Steps to create a named range:
Select the range you want to sync, including the header row
Go to Data > Named ranges
Give it a name of your choice
Ensure the selected range includes:
The header row with a name for each column
All data rows you want to sync
Click Done
Setup Instructions
Authorize Google Connection
Click on Connect to Google Sheets
You will be redirected to Google's authorization page
Log in with your Google account credentials
Review and accept the requested permissions
Click Allow to grant QUANTI access to your Google Sheets
Click Next
Connector Information
Connector Name: Name your connector. It must be unique.
Dataset ID: Define the ID of the dataset. It must not exist yet, as it will be created and data will be sent there.
Click Next
Select Google Sheet and Range
Browse: Use the Google Picker to select your Google Sheet from your Google Drive.
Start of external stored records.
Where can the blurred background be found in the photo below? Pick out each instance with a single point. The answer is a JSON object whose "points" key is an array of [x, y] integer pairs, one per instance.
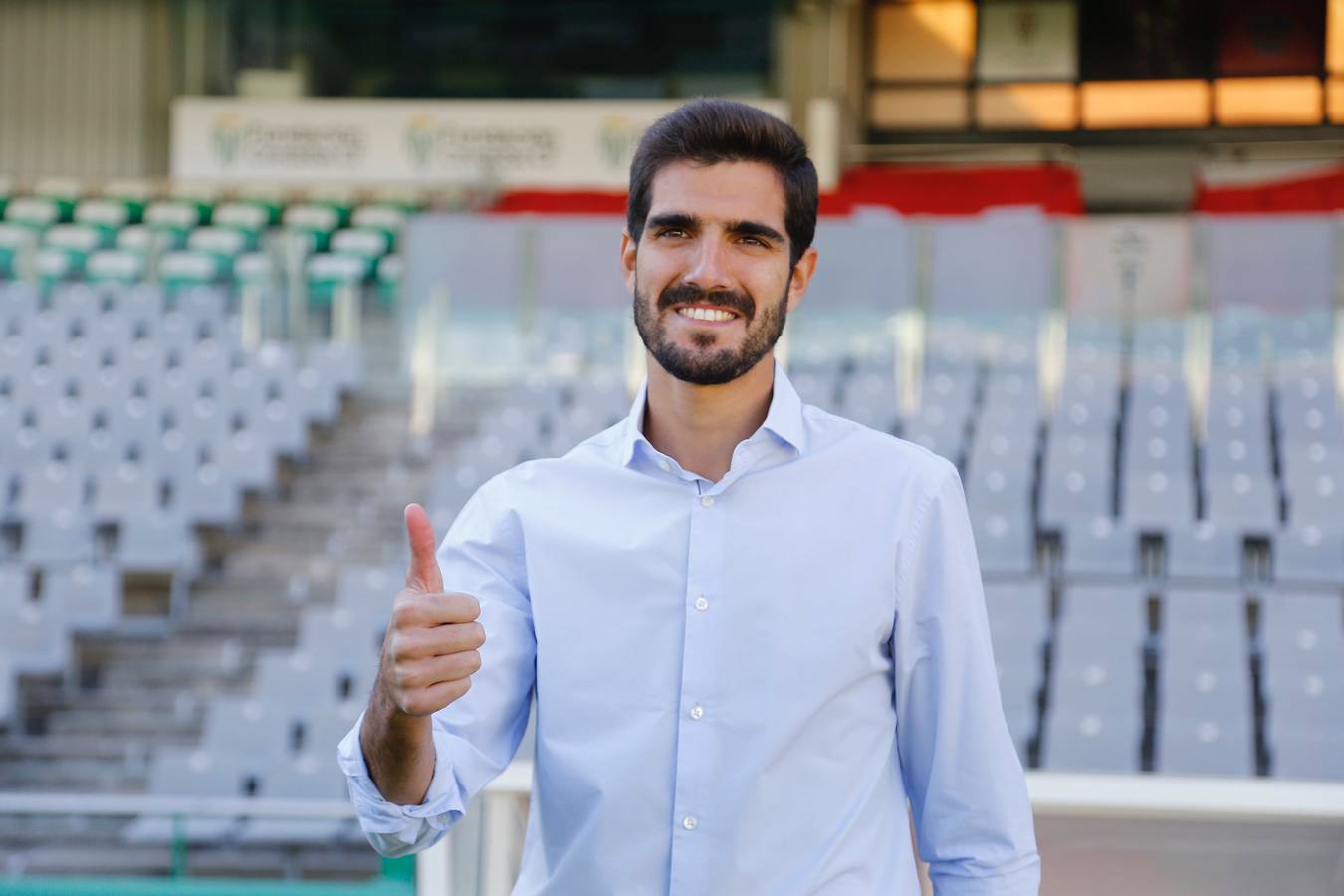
{"points": [[272, 269]]}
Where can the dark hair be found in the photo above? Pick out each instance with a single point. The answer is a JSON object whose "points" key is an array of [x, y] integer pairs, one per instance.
{"points": [[709, 130]]}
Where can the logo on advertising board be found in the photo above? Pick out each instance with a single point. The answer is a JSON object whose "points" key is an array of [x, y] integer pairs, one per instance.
{"points": [[434, 142], [252, 142], [226, 135], [617, 138]]}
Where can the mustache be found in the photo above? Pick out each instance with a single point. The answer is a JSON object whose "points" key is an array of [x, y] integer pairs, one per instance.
{"points": [[686, 295]]}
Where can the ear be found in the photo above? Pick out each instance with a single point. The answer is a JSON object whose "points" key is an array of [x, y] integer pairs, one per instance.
{"points": [[802, 276], [628, 250]]}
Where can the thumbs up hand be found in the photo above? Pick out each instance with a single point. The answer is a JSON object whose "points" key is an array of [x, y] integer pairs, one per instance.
{"points": [[432, 645]]}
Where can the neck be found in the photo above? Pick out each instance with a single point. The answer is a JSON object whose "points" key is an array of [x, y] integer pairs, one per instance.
{"points": [[701, 425]]}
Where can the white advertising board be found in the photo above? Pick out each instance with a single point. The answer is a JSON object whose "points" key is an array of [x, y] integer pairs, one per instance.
{"points": [[556, 144], [1027, 41], [1128, 265]]}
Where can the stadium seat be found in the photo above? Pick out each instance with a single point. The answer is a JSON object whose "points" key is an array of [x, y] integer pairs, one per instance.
{"points": [[1099, 547]]}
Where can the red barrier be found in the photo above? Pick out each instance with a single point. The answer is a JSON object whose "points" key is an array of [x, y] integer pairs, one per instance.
{"points": [[1314, 192], [909, 189]]}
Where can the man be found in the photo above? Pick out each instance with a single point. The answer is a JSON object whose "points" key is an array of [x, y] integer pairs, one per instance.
{"points": [[755, 630]]}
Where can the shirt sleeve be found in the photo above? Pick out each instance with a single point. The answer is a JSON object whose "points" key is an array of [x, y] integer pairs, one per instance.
{"points": [[965, 784], [475, 737]]}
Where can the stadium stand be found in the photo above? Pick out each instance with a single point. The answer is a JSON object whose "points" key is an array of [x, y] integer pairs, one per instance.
{"points": [[1160, 542]]}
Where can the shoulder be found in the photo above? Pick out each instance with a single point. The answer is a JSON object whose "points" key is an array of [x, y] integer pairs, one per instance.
{"points": [[533, 477], [852, 443]]}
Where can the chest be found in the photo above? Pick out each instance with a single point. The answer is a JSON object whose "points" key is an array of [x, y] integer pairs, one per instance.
{"points": [[765, 579]]}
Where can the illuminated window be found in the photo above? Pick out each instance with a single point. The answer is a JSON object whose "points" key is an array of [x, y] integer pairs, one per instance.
{"points": [[1145, 104], [1029, 107], [1335, 100], [1267, 101], [924, 41], [1028, 41], [920, 108]]}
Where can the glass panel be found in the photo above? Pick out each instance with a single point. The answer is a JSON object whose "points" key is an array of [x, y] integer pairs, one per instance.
{"points": [[920, 108]]}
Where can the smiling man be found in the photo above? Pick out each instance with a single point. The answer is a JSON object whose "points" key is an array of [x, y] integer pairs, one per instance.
{"points": [[755, 631]]}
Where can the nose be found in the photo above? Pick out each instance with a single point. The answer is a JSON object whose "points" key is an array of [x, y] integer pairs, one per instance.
{"points": [[709, 269]]}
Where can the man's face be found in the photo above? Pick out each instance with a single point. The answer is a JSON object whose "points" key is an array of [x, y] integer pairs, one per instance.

Named Range: Select the named range you want to sync
The named range must be created beforehand in your Google Sheet
The first row of the range will be used as column headers
Click Next
Sync Behavior
Choose the data insertion method that fits your use case:
Table Type: Select your table type:
Fact table: A table containing metrics and date-based data (e.g., sales, events, transactions)
Dimension table: A table composed exclusively of descriptive attributes (e.g., products, customers, categories)
Sync Method: Choose your insertion method: Learn more.
If you have difficulties determining the most accurate configuration for your case, discover our guide.
Click Next
Mapping Configuration
Table Configuration
Destination table name: Define your BigQuery table name (lowercase, underscores only)
Field Mapping
For each column detected in your sample file:
Destination field name: Define the column name in BigQuery (lowercase, underscores recommended)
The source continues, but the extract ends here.